Dünyanın kendisi bir düşüncedir. Söz konusu yaradılışsa hayat ve evren bir düşünce ürünüdür. Düşünceyle değişirler. Bu anlamda düşünme bir eylem alanıdır. Eski düşüncelere göre kurulmuş bir düzenle yenisiyle kurulacak arasında sonsuz bir mücadele vardır. Devrim ve karşı-devrim; buyurganlık ve özgürlükçülük hep birer düşünce tarzıdır.
Düşünmeden yapılanlar içgüdüseldir. Bütün hareket eden canlılar içgüdüyle donatılmışken sadece insan düşünme yetisine sahiptir: Hayatını kurabilsin ve yönetebilsin diye. Bu aynı zamanda düzen kurmaktır. Düzenin en geniş tanımlanmış biçimi uygarlıktır. Eğer bugün "başarısız devletler" diye bir kavram varsa çağdaş uygarlıkla eklemlenememiş veya bağını koparmış devletlerden söz ediyoruz. Onlar toplumlarının asgari ekonomik siyasi ve hukuki ihtiyaçlarını karşılayacak yetileri kalmamış veya olmayan devletlerdir.
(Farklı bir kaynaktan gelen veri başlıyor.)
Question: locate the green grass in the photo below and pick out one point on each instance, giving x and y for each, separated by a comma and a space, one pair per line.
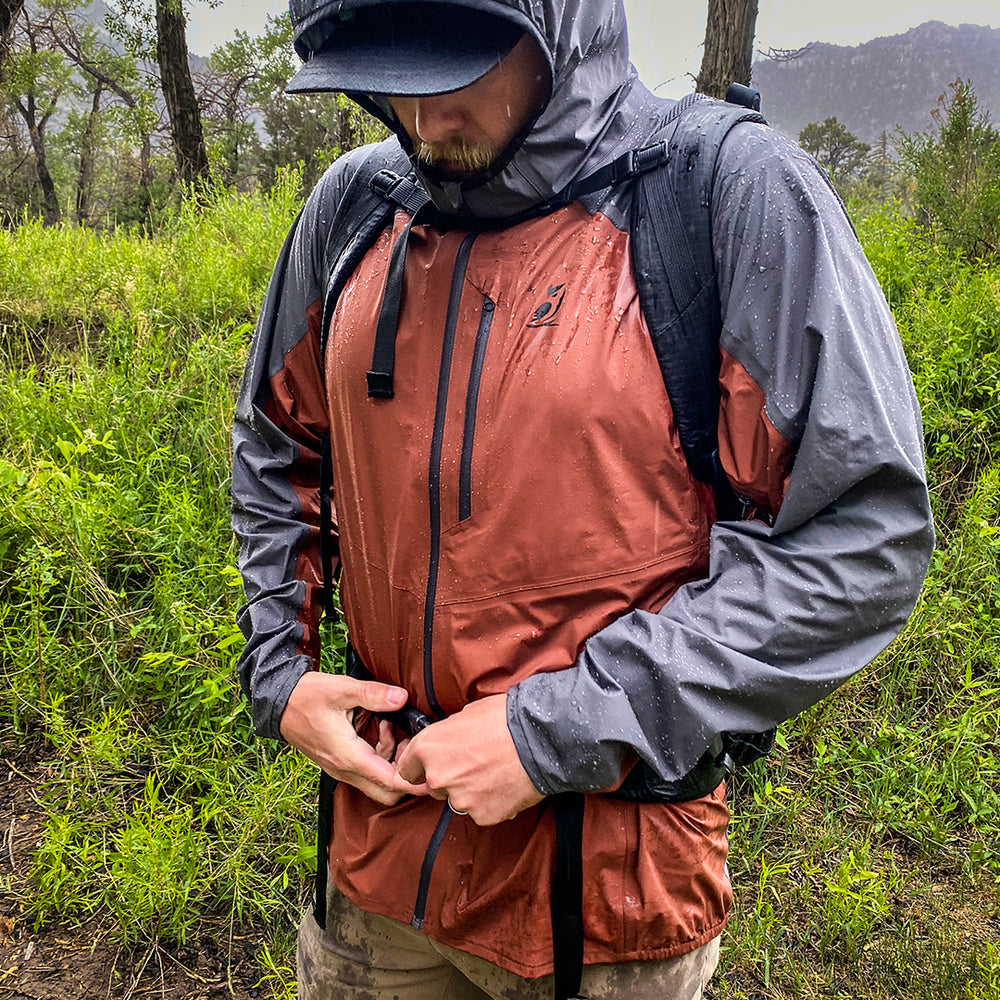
865, 850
Böyle devletlerde/toplumlarda düşünmek teşvik edilmez. Sürüden ayrılmanın tehlikeleri vurgulanır ve farklı düşünmek cezalandırılır. Teşvik edilen inanmak ve sürüye sadakattir. Günümüzde topluma hala bir sürü ve onu yönetmeye çobanlık olarak bakan insanların olması şaşırtıcıdır ama vardır.
Onlar için düşüncenin temeli olan merak sorgulama ve kuşku birer sapmadır. Düşünceyi ve düşünce eylemini yasaklayarak bu "sapkınlığı" durdurmak isterler. Yaptıklarıyla toplumlarını biraz daha uygarlıktan soyutlarlar.